Supported data types for inference
Lace supports several data types, and more can be supported (with some work from us).
Continuous data
Continuous columns are modeled as mixtures of Gaussian distributions. Find an explanation of the parameters in the codebook
Categorical data
Note: For categorical columns, lace currently supports up to 256 unique values.
Categorical columns are modeled as mixtures of categorical distributions. Find an explanation of the parameters in the codebook.
Count data
Support exists for a count data type, which is modeled as a mixture of Poission distributions, but there are some drawbacks, which make it best to convert the data to continuous in most cases.
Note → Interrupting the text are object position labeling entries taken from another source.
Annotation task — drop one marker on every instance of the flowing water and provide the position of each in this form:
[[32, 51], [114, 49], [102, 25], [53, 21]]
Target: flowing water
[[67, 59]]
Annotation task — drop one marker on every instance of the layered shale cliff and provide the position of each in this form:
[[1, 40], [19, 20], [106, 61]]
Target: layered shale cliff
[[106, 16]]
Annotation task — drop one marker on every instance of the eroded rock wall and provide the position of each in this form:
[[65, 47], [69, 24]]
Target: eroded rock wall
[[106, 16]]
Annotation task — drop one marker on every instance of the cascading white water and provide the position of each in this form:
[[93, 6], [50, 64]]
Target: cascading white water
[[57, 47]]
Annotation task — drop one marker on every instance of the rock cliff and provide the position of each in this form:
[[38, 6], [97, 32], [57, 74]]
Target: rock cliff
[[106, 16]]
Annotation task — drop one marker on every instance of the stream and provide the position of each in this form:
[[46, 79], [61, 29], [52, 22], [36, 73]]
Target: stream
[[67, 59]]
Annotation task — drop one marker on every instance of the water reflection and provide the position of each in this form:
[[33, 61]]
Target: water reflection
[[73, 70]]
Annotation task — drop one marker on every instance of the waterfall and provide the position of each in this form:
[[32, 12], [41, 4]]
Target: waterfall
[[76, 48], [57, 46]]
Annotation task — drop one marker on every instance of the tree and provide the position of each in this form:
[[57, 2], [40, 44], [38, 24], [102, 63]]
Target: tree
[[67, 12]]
- The Poisson distribution is a single parameter model so the location and variance of the mixture components cannot be controlled individually. In the Poisson model, higher magnitude means higher variance.
- The hyper prior for count data is finicky and can often cause underflow/overflow errors when the underlying data do not look like Poisson distributions.
Note: If you use Count data, do so because you know that the underlying mixture components will be Poisson-like and be sure to set the prior and unset the hyperprior in the codebook
Preparing your data for Lace
Lace is pretty forgiving when it comes to data. You can have missing values, string values, and numerical values all in the same table; but there are some rules that your data must follow for the platform to pick up on things. Here you will learn how to make sure Lace understands your data properly.
Accepted formats
Lace currently accepts the following data formats
- CSV
- CSV.gz (gzipped CSV)
- Parquet
- IPC (Apache Arrow v2)
- JSON (as output by the pandas function
df.to_json('mydata.json)
) - JSON Lines
Using a schemaless data format
Formatting your data properly will help the platform understand your data.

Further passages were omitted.